People say mixing benzos and opiates is dangerous and I'm sure it is. So purely talking about your ingestion of the hydrocodone, I'd suggest to take with food and lack of sleep.

Also look up the "cold water extraction" for your hydrocodone pills. It's a rudimentary way to filter out some of the Tylenol before you ingest them. You said you had 7.5 and planning on taking 45 mg so thats 6 pills with 325 of Tylenol per pill. 6 times 325 is nearly 2000 mgs of Tylenol all at once.

Now that's not necessary going to kill you or your liver but it's not healthy either. 4000+ mgs of Tylenol is considered the LD , so anything you can do to limit your daily Tylenol intake should be considered.

Be safe , don't be surprised if you have a less than the desired effect. There's lots of variables to consider at play.
 
I was prescribed hydro 7.5s have 6 left and want to get high.


Here’s the issue, opiods don’t ever seem to work for me? I’m a male, 26, 5’11 185lbs.
I typically do benzos because they always did what I wanted them to, I have done opiods to the extent of:

Prescribed Percocet 5s (up to 20mg dosage)
Prescribed hydrocodone (up to 30mg)
Someone’s grandmas hydros (up to 80mg)
Street Percocet that I believe was real (10s &20s up to 80mg)
ODSMT (unsure of dose)

The only time I felt anything close to euphoria or relaxation was on the ODSMT. I only got nauseous from 80mg oxy. I have never gotten that warm fuzzy feeling. I know I should be thankful to not have the addiction to opiods but I have my battles with other substances.

When I took the prescription Percocet I thought maybe I didn’t get much of an affect since my body had been gettting IV dilaudid for a few days in hospital, (no crazy affects there either besides feeling heavy for a bit)

I wonder if I didn’t feel other substances because I started with too low of doses like 10-20mg oxy several times and developed a tolerance before I reached correct dose.

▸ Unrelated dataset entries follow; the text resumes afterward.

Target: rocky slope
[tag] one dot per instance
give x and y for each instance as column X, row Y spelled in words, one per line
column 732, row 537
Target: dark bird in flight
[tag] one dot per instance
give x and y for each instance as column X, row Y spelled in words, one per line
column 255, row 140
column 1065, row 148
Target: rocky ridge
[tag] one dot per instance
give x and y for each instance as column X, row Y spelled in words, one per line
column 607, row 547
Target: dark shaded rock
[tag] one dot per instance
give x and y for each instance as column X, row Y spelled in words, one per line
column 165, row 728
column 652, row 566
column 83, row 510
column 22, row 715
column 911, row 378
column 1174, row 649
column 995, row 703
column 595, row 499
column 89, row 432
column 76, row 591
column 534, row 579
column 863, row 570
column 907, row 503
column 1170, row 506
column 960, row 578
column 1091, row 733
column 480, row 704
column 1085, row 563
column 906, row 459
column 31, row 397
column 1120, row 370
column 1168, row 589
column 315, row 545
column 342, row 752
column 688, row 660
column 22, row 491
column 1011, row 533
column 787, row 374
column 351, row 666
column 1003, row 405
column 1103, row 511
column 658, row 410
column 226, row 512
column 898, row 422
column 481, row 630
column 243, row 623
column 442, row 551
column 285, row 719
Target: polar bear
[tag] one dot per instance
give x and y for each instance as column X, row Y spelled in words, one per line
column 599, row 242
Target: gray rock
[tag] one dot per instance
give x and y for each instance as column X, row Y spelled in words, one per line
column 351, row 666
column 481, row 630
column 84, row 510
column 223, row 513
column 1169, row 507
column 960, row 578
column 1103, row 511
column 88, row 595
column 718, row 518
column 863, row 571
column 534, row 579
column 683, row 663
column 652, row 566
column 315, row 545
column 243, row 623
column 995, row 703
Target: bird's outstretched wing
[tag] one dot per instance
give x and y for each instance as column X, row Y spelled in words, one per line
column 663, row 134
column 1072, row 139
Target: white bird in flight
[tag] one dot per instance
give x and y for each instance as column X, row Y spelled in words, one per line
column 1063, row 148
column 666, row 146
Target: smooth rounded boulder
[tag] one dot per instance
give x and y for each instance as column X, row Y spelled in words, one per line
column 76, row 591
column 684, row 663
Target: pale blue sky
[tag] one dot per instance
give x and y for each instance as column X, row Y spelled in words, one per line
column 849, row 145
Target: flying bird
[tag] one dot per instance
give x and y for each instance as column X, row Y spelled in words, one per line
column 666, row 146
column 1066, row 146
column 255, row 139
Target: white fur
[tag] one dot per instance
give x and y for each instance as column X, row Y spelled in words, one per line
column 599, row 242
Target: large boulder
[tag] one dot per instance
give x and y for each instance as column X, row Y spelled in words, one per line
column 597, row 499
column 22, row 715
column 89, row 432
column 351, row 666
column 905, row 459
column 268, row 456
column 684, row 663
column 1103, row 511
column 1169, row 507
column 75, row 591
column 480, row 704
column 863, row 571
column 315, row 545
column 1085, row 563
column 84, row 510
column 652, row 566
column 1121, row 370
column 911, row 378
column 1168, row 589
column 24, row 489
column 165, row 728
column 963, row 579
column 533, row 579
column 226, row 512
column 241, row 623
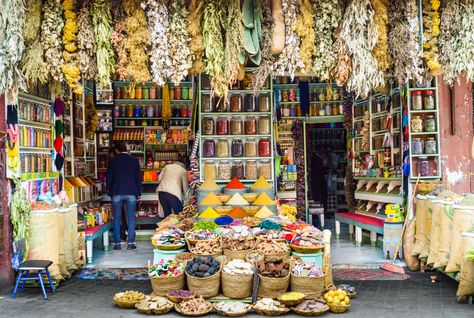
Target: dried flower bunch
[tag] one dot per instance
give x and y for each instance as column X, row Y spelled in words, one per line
column 360, row 35
column 431, row 23
column 102, row 21
column 403, row 41
column 213, row 24
column 136, row 40
column 70, row 67
column 328, row 18
column 86, row 44
column 380, row 51
column 289, row 60
column 178, row 38
column 196, row 10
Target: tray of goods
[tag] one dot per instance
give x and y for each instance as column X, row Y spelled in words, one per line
column 232, row 309
column 171, row 239
column 154, row 305
column 270, row 307
column 194, row 307
column 337, row 300
column 180, row 295
column 311, row 307
column 291, row 298
column 128, row 299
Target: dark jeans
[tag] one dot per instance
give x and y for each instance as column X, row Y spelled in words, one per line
column 130, row 204
column 170, row 203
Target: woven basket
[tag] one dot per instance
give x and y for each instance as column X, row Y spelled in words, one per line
column 312, row 287
column 272, row 287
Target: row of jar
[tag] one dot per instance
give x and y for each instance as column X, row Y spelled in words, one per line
column 237, row 125
column 236, row 148
column 237, row 103
column 250, row 170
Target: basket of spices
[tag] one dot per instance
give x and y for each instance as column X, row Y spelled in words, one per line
column 274, row 277
column 203, row 276
column 237, row 279
column 194, row 307
column 166, row 276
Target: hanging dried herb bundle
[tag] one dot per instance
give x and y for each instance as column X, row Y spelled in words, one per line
column 289, row 60
column 70, row 67
column 343, row 68
column 380, row 51
column 179, row 41
column 51, row 28
column 431, row 22
column 196, row 10
column 102, row 21
column 403, row 41
column 234, row 42
column 327, row 19
column 213, row 23
column 266, row 66
column 360, row 35
column 86, row 44
column 451, row 23
column 305, row 30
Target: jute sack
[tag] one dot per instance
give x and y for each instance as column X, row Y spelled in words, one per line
column 444, row 237
column 413, row 262
column 463, row 220
column 466, row 283
column 421, row 210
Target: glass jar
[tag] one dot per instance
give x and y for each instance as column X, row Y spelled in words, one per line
column 430, row 123
column 237, row 148
column 431, row 146
column 250, row 125
column 428, row 100
column 236, row 126
column 238, row 170
column 264, row 125
column 208, row 126
column 222, row 148
column 210, row 170
column 423, row 167
column 417, row 146
column 236, row 103
column 416, row 124
column 251, row 170
column 264, row 147
column 224, row 170
column 208, row 148
column 250, row 148
column 263, row 103
column 222, row 126
column 265, row 169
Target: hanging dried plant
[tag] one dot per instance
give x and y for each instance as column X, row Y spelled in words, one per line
column 86, row 44
column 234, row 41
column 360, row 35
column 266, row 67
column 196, row 10
column 213, row 23
column 403, row 41
column 327, row 19
column 431, row 22
column 289, row 60
column 343, row 68
column 102, row 21
column 179, row 41
column 380, row 51
column 451, row 23
column 305, row 31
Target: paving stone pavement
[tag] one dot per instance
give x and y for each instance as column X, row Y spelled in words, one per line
column 416, row 297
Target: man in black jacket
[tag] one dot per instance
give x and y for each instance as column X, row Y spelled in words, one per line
column 124, row 185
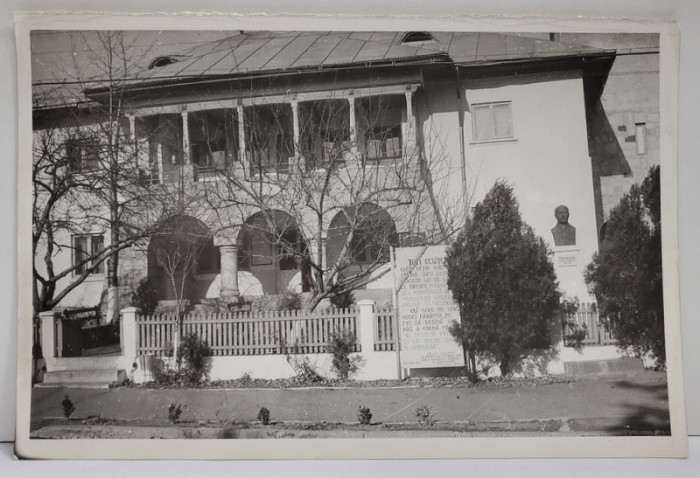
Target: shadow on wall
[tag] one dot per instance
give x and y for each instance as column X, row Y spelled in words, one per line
column 607, row 156
column 647, row 413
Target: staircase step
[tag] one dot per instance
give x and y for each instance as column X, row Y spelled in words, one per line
column 604, row 367
column 93, row 385
column 97, row 362
column 93, row 376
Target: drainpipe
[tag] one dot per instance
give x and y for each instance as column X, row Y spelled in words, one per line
column 462, row 153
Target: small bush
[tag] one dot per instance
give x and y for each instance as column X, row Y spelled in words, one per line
column 192, row 354
column 343, row 344
column 174, row 412
column 264, row 416
column 364, row 416
column 304, row 371
column 425, row 415
column 145, row 297
column 246, row 380
column 68, row 407
column 343, row 300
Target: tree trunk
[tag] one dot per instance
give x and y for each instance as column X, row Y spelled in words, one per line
column 505, row 366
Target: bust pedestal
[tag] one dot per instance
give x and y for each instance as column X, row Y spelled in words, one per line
column 569, row 265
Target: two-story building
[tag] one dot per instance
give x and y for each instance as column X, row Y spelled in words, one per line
column 289, row 143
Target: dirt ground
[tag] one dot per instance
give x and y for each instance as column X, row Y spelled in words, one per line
column 625, row 404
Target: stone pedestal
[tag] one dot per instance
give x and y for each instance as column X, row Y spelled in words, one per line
column 570, row 265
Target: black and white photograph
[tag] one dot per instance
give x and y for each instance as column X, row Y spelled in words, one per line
column 291, row 240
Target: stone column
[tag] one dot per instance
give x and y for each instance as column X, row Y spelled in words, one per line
column 229, row 273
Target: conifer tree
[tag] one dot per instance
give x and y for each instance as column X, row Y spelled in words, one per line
column 501, row 276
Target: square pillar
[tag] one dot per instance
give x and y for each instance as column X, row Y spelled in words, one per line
column 353, row 128
column 185, row 137
column 298, row 158
column 410, row 138
column 50, row 333
column 229, row 273
column 128, row 336
column 241, row 134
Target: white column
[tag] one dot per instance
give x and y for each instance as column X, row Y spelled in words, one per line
column 241, row 134
column 298, row 160
column 366, row 325
column 48, row 334
column 128, row 336
column 229, row 273
column 353, row 127
column 134, row 141
column 185, row 138
column 410, row 139
column 132, row 126
column 324, row 252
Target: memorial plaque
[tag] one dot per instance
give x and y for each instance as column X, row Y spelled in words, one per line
column 567, row 259
column 426, row 309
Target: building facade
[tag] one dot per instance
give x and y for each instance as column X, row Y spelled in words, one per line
column 298, row 159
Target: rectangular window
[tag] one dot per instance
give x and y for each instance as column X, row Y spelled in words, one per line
column 492, row 121
column 379, row 123
column 269, row 137
column 324, row 130
column 641, row 137
column 383, row 143
column 85, row 247
column 213, row 141
column 83, row 155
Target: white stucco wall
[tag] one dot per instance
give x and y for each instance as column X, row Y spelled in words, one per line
column 546, row 162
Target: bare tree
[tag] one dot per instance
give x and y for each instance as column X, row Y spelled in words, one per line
column 88, row 175
column 331, row 197
column 177, row 248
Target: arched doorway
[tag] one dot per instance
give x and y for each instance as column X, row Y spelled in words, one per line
column 182, row 260
column 271, row 248
column 373, row 233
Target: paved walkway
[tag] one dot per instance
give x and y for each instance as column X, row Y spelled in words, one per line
column 639, row 401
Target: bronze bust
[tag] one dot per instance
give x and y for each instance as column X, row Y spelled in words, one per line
column 564, row 233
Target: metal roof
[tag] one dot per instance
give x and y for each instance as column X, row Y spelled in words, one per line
column 231, row 54
column 260, row 52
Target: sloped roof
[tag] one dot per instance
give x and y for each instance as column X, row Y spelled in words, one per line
column 266, row 52
column 232, row 54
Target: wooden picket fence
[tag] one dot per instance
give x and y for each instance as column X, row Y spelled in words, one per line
column 385, row 329
column 595, row 328
column 248, row 333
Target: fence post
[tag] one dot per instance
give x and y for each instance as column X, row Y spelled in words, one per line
column 48, row 334
column 366, row 325
column 127, row 335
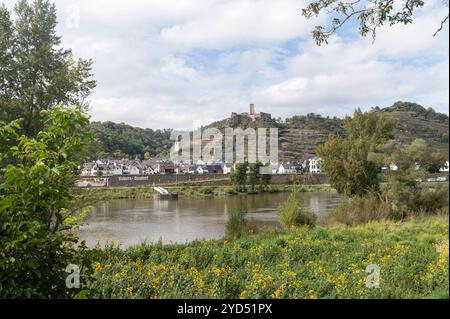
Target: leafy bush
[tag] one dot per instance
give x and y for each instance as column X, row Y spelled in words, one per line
column 359, row 210
column 206, row 190
column 237, row 224
column 35, row 238
column 323, row 262
column 292, row 214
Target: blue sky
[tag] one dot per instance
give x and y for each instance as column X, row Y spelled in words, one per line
column 163, row 63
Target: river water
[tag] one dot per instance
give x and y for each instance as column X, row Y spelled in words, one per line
column 127, row 222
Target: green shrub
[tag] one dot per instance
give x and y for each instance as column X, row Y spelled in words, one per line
column 359, row 210
column 36, row 215
column 237, row 224
column 292, row 214
column 206, row 190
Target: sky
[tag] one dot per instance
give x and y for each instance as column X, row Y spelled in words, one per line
column 170, row 64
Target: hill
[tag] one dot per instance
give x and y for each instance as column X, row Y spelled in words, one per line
column 299, row 135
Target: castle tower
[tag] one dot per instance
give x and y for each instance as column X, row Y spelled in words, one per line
column 252, row 109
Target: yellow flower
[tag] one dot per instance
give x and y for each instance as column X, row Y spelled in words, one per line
column 97, row 266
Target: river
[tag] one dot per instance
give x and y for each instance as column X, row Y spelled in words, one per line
column 127, row 222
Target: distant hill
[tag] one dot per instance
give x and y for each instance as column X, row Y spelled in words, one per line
column 299, row 135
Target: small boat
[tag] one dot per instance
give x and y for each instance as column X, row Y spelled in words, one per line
column 163, row 193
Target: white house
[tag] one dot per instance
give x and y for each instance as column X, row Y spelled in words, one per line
column 202, row 169
column 393, row 167
column 314, row 165
column 227, row 168
column 117, row 170
column 286, row 168
column 131, row 170
column 444, row 168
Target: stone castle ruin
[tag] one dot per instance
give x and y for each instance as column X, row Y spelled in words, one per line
column 252, row 114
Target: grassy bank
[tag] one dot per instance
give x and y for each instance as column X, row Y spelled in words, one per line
column 92, row 195
column 300, row 263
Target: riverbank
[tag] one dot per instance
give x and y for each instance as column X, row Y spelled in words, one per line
column 92, row 195
column 322, row 262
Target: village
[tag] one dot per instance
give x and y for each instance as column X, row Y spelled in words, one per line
column 162, row 166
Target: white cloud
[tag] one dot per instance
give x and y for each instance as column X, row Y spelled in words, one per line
column 163, row 63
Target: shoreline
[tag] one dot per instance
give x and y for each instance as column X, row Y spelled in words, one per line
column 138, row 192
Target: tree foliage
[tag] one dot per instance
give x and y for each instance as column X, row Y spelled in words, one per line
column 370, row 15
column 36, row 242
column 352, row 163
column 238, row 177
column 120, row 140
column 35, row 72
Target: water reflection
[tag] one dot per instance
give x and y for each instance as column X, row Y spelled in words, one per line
column 132, row 221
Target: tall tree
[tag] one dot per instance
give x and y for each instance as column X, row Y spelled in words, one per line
column 35, row 72
column 370, row 15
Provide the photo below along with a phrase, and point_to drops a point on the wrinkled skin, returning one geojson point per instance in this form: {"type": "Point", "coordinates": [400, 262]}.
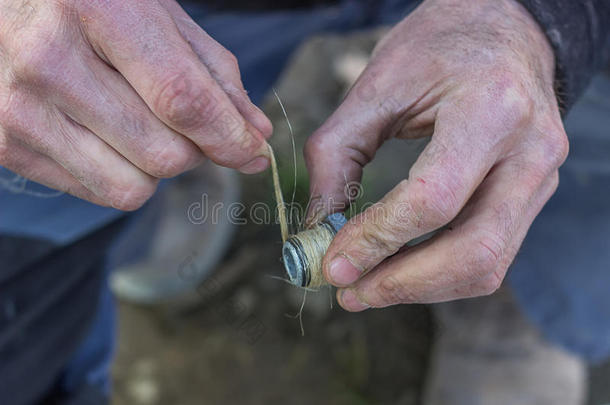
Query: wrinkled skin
{"type": "Point", "coordinates": [477, 77]}
{"type": "Point", "coordinates": [101, 98]}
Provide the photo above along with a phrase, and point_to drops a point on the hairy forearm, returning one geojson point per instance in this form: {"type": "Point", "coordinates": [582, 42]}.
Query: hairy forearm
{"type": "Point", "coordinates": [579, 31]}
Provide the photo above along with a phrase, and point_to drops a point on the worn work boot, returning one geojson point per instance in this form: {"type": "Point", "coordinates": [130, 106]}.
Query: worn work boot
{"type": "Point", "coordinates": [187, 231]}
{"type": "Point", "coordinates": [487, 353]}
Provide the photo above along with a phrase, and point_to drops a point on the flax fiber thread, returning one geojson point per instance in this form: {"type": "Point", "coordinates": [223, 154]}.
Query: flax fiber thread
{"type": "Point", "coordinates": [315, 241]}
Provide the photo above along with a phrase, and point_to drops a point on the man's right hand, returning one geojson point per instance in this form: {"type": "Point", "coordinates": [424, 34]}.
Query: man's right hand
{"type": "Point", "coordinates": [101, 98]}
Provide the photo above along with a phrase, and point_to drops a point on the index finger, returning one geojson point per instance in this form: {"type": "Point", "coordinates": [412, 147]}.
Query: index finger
{"type": "Point", "coordinates": [141, 40]}
{"type": "Point", "coordinates": [446, 174]}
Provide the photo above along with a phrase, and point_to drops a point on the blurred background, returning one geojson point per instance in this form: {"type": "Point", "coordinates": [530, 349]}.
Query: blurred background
{"type": "Point", "coordinates": [235, 339]}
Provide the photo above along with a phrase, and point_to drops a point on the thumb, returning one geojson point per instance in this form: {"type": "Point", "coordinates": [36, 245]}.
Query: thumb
{"type": "Point", "coordinates": [338, 151]}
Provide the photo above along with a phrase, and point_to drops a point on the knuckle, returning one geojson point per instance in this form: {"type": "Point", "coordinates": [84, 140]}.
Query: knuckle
{"type": "Point", "coordinates": [315, 146]}
{"type": "Point", "coordinates": [557, 147]}
{"type": "Point", "coordinates": [4, 150]}
{"type": "Point", "coordinates": [436, 205]}
{"type": "Point", "coordinates": [231, 60]}
{"type": "Point", "coordinates": [130, 197]}
{"type": "Point", "coordinates": [40, 62]}
{"type": "Point", "coordinates": [510, 99]}
{"type": "Point", "coordinates": [185, 105]}
{"type": "Point", "coordinates": [486, 255]}
{"type": "Point", "coordinates": [391, 291]}
{"type": "Point", "coordinates": [489, 285]}
{"type": "Point", "coordinates": [379, 240]}
{"type": "Point", "coordinates": [169, 162]}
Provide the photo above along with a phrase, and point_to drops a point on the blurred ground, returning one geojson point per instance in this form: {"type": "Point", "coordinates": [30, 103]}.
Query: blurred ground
{"type": "Point", "coordinates": [232, 341]}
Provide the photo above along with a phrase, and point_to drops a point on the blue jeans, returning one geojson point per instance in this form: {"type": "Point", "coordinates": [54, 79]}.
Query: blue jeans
{"type": "Point", "coordinates": [561, 275]}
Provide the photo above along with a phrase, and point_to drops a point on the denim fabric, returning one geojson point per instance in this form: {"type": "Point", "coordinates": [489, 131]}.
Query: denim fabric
{"type": "Point", "coordinates": [49, 297]}
{"type": "Point", "coordinates": [562, 274]}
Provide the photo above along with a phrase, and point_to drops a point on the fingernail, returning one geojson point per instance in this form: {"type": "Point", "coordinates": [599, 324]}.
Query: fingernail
{"type": "Point", "coordinates": [350, 302]}
{"type": "Point", "coordinates": [256, 165]}
{"type": "Point", "coordinates": [342, 271]}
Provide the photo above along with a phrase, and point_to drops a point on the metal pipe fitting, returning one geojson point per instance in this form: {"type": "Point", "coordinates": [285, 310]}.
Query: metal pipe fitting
{"type": "Point", "coordinates": [295, 259]}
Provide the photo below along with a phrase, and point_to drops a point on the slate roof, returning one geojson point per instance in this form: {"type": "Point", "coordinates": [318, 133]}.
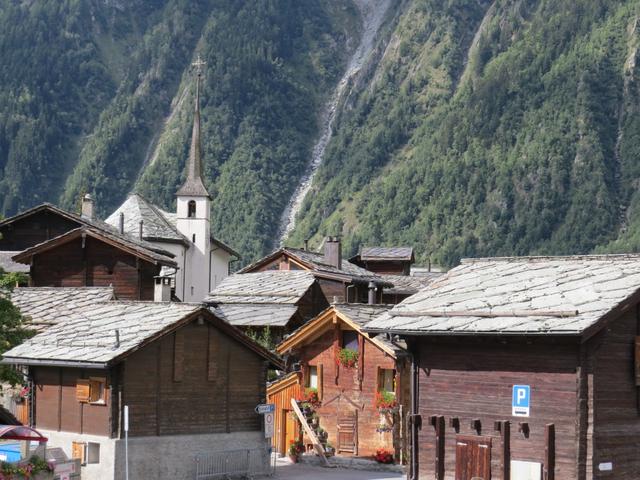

I haven’t done any drugs recreationally apart form weed in 6 months. And taken 15mg hydro a day for last few days.
How can I assure the best outcome for my planned 45mg hydrocodone dose? And why do you think I don’t ever get that warm fuzzy feeling of wellbeing everyone talks about in opioids?
I've been taking them over a decade and I've NEVER got high from them
 
Not everyone finds opioids euphoric or recreational in any manner. I never have. If anything they are frequently dysphoric. I think you’re expecting an effect that just isn’t necessarily going to ever be there.